VC co-founder and managing partner Stephen Chandler said: Capita conceptAgree. “The main problem has been the huge bankruptcy risk for businesses with their cash deposits frozen or lost at banks. .”
This has had the knock-on effect of making the asset class less attractive, he adds. “In the longer term, the innovation ecosystem will be set back for years, impacting the UK and global economy in terms of jobs, skills, growth and tax revenue,” he says.
All’s Well That Ends Well?
At this point, it’s tempting to conclude with the words “all’s well that ends well”. But there are some questions to ask. From the outside, the UK government and banking authorities were working very effectively and, more importantly, the major institutions were ready to take on startup-minded banks.
But maybe something has changed. Hristo Borisov is his CEO and co-founder of an expense management company. PayhawkHe said the start-up will try to de-risk banks. “Startups will ‘evolve’ the way they interact with money. Most tech companies today may add other bank accounts, credit cards, etc. to their financial stack. It also diversifies suppliers, vendors and critical business his infrastructure to reduce over-reliance on any particular provider. “
Richard Anton says there are lessons to be learned. “The past shows that we all have a lot to learn, and everyone at the company, corporate and regulator level needs to digest where it all ended up,” he said. says.
So what can policymakers consider? Anton raises a few questions. “Should steps be taken to diversify banking service providers? Should banks implement more risk protocols?”
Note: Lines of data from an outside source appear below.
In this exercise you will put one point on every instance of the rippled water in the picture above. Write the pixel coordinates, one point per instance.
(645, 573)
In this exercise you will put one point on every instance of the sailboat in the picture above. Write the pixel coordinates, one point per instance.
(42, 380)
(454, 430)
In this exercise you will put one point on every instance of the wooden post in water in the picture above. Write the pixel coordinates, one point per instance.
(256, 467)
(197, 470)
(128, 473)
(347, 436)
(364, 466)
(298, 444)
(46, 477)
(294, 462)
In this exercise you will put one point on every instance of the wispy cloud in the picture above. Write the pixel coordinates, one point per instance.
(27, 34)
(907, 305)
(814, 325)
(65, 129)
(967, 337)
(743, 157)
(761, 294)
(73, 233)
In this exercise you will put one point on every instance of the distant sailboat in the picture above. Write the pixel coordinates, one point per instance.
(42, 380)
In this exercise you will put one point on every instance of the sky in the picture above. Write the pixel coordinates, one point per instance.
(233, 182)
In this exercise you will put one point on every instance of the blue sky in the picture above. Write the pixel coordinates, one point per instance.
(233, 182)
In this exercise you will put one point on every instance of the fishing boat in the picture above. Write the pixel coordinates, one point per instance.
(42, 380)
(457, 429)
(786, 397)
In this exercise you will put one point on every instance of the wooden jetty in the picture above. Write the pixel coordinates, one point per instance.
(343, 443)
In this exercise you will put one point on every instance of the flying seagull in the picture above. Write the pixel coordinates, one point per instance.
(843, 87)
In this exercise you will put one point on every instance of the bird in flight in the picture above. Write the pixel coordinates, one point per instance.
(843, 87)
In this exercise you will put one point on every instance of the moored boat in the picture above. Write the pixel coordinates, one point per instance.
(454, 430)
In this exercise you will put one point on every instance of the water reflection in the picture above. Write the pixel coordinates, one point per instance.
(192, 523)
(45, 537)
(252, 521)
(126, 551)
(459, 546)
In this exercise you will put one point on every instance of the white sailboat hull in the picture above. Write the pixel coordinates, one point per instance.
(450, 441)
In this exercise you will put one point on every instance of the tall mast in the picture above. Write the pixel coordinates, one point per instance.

There is perhaps some question as to whether governments can do more to insure deposits for startups if banks file for bankruptcy.
said Mike Rhodes, Founder and CEO of ConsultMyAppMr p, who responded to my email asking for opinions, said startups might look for banks closer to home. “British start-ups and scale-ups are beginning to realize that Silicon Valley is not the only avenue for banking and investment. We also have HSBC with its global headquarters, which now gives us a key entry point into the lucrative technology industry.”
Of course, it highlights the role of HSBC. We are very pleased with the acquisition, which will enable us to provide banking services to some of the UK’s most innovative companies. It’s a powerful position.
The industry is eager to see how banks will operate their new acquisitions.